Nowadays there are very few specially designed supercomputer processors, so we have to go back a while, to a more golden age to see the difference. The lack of purpose designed supercomputer chips is mostly to do with economies of scale. With a market for millions of processor chips, the mainstream manufacturers and designers of chips can push the design cycle much faster and design much much more sophisticated systems compared to a niche market like traditional supercomputers.
If we talk supercomputers of yore, we are usually talking big numeric problems. These problems are usually very regular, and often expressible in terms of liner algebra, which means matrix arithmetic. Indeed about half the problems out there were numeric solutions to partial differential equations, which is little more than populate a huge matrix invert, calculate answer, rinse and repeat. The other half were finite element style systems, and again lots of reasonably regular calculations over large data sets. The critical thing about most of these systems is that they need the accuracy of 64 bit floating point. Systems would often simply be too unstable to get useful answers with the error that would creep in with only 32 bit float.

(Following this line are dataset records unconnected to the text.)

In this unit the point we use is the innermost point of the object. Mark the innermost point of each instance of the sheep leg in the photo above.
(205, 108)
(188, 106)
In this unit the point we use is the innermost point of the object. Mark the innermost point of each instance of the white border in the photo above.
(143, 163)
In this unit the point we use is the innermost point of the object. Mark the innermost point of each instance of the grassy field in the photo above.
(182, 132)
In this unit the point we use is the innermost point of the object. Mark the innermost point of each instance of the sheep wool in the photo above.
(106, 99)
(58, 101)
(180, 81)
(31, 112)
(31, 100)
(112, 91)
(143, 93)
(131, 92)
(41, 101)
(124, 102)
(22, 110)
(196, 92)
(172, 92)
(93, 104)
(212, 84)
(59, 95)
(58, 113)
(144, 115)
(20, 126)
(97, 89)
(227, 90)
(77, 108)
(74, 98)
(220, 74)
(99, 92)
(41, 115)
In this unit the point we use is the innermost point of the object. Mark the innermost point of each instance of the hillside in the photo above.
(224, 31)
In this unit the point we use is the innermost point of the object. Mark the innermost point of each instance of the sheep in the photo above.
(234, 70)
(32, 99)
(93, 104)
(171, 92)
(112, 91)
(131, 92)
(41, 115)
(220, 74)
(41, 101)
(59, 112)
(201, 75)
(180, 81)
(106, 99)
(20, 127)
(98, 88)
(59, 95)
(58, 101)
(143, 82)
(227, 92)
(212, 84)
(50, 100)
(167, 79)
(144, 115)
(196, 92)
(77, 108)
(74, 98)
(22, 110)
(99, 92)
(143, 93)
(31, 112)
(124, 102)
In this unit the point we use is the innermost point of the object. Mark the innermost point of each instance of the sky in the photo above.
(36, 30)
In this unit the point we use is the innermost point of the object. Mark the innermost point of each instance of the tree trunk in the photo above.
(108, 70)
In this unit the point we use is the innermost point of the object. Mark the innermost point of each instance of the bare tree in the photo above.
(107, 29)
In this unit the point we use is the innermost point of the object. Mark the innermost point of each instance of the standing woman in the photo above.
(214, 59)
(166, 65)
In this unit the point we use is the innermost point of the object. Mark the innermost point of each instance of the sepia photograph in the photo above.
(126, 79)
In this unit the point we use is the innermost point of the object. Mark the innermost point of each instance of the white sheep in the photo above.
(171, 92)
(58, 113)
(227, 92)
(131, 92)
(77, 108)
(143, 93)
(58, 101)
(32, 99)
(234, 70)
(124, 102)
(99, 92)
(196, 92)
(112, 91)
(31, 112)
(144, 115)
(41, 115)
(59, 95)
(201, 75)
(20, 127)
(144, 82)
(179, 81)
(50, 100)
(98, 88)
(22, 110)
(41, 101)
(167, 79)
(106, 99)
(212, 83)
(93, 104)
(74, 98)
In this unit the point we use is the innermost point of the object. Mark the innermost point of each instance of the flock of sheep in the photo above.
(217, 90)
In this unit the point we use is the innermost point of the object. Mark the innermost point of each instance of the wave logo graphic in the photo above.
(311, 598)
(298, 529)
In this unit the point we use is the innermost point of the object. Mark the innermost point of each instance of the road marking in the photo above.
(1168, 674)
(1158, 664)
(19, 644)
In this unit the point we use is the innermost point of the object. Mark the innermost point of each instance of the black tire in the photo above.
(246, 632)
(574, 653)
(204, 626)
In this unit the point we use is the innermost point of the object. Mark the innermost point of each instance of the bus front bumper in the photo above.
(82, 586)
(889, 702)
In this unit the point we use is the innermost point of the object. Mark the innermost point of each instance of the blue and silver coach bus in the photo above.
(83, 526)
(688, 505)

This leads to computer architectures that are very good at very regular application of 64 bit floating point operations to large data sets. Fast floating point means deep pipelines, and large data sets means that you need lots of fast memory. Modern machines depend upon very fast caches that can provide operands inside a very few clock cycles. There is a constant trade-off in cache sizes, bigger caches are slower. Which is why you see such tiny level one caches.
The key to the performance of these older vector machines was that they were designed to operate upon slabs of data at a go - vectors of data. Not only would you have registers of data, like conventional machine, but vector registers, that actually contained say 64 operands. You could emit a single vector instruction and have it apply the operation to all 64 elements. Read and write operations work the same to memory. Because the processor knew at the start of the instruction all the work it needed to do on a very large amount of data it could efficiently muster large resources. In principle multiple ALUs, with deep pipelines could all be usefully employed. Because the operands didn’t conflict there was no need for worrying about hazards in the piplelines, or lots of the horrendous tricks used in a modern superscalar design. Probably the last vector was the Cray X1, which was an amazing design, but sadly overtaken by systems based upon commodity x86 processors. With a clock of a pedestrian 800Mhz it still offered 12.8 Gigaflops per processor. 6 years later there still isn’t anything that can touch that.
For that matter, that Cray-1 supercomputer I mentioned above couldn’t do anything without another computer handing its input and output. Seriously - it had disk drives, but didn’t have any I/O capability beyond that.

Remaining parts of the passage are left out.